# Notebook: F3 -- Logistic Regression

*Authors*: Amir Baghi, Daniel Gedon<br>
*Date*: 31.10.2023

This notebook is complementary to lecture F3 about Logistic Regression in order to highlight the key concepts. The focus will be on
1. Understanding and visualizing different loss functions: **Misclassification** and **Logistic Loss**
2. A basic classifier and its **Misclassification Loss** and modifying the parameters to see the effects on the loss.
3. Finally, the same classifier with its **Logistic Loss** and visualizing the loss surface.

Please read the instructions and play around with the notebook where it is described.

In [None]:
pip install -q ipywidgets

In [None]:
# imports necessary libraries
%matplotlib inline

import scipy.stats
import numpy as np
import matplotlib
import matplotlib.pyplot as plt
from matplotlib import cm
from mpl_toolkits.mplot3d import Axes3D
from ipywidgets import interact, widgets

np.random.seed(42) # fix the random seed

---

## 1. Loss Functions: Misclassification and Logistic Loss

In this section we will look at two loss functions: the misclassification loss and the logistic loss.

The **misclassification loss** is defined as

$$
\ell_{\text{misclass}}(y, \hat{y}) = \begin{cases}
0 & y\hat{y} \ge 0 \\
1 & y\hat{y} \lt 0
\end{cases}
$$

where $y$ is the true label and $\hat{y}$ is the predicted label.

Moreover, the **logistic loss** is defined as

$$
\ell_{\text{logistic}}(y, \hat{y}) = \ln(1 + \exp(-y\hat{y}))
$$

where $y$ is the true label and $\hat{y}$ is the predicted label. 

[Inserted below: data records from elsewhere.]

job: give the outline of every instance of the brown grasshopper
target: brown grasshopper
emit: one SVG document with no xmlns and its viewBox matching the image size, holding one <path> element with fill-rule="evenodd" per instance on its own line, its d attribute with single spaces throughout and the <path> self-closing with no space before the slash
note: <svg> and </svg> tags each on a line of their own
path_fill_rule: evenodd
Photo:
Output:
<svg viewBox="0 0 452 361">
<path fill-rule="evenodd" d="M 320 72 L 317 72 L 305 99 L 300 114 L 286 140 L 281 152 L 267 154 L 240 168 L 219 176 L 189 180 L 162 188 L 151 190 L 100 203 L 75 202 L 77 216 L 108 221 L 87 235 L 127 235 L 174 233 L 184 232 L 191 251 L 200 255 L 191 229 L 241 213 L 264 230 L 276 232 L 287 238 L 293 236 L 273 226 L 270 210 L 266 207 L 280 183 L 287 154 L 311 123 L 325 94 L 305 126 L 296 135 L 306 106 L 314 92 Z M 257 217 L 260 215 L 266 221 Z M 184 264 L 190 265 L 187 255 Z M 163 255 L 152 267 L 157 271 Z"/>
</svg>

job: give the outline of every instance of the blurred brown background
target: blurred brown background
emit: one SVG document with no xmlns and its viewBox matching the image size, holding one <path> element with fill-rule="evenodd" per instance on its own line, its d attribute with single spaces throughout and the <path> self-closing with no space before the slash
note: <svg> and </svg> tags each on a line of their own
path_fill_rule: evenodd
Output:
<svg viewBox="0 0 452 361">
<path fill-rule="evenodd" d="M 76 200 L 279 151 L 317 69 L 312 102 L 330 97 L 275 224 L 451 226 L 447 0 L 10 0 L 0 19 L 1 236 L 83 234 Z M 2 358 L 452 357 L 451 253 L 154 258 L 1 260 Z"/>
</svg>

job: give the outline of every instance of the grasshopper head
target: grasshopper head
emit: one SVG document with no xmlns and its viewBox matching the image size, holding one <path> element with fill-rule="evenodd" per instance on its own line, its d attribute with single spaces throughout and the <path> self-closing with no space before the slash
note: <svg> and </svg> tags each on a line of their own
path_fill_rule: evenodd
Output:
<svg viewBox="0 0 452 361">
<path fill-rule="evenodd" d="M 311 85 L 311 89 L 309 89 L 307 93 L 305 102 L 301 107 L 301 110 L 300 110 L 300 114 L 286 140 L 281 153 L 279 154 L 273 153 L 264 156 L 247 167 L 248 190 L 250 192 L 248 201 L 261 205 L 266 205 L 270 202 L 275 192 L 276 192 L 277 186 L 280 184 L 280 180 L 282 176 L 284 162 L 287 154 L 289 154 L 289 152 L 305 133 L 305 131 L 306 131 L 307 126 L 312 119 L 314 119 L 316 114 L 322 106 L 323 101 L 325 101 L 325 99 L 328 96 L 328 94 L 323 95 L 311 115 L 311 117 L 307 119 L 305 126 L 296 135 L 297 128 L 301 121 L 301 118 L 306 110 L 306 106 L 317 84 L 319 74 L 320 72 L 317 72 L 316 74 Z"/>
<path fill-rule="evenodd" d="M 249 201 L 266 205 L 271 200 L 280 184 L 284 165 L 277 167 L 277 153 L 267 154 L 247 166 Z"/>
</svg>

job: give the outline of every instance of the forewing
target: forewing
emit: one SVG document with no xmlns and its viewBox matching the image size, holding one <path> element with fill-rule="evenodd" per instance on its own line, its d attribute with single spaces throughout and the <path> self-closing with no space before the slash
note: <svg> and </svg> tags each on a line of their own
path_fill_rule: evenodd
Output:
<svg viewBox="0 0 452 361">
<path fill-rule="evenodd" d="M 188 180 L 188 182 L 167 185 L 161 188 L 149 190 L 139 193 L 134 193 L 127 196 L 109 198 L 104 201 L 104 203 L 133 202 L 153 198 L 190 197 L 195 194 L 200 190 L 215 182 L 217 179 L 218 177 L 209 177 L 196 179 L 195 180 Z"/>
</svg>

The logistic loss is basically a *continuous* approximation to the misclassification loss, taking into account also **how far away** our predictions are from the real labels.

Below, we have some helper functions for visualizing each of these loss functions. Skip over and go to the next box.

In [None]:
def plot_misclassification_loss():
    yyhat = np.linspace(-5, 5, 100)
    loss = np.where(yyhat < 0, 1, 0)
    plt.figure(figsize=(5, 3))
    plt.plot(yyhat, loss)
    plt.xlabel('$y \cdot \hat{y}$')
    plt.ylabel('Misclassification Loss')
    plt.show()

def plot_logistic_loss():
    yyhat = np.linspace(-5, 5, 100)
    loss = np.log(1 + np.exp(-yyhat))
    plt.figure(figsize=(5, 3))
    plt.plot(yyhat, loss, c='orange') # try also with semilogy
    plt.xlabel('$y \cdot \hat{y}$')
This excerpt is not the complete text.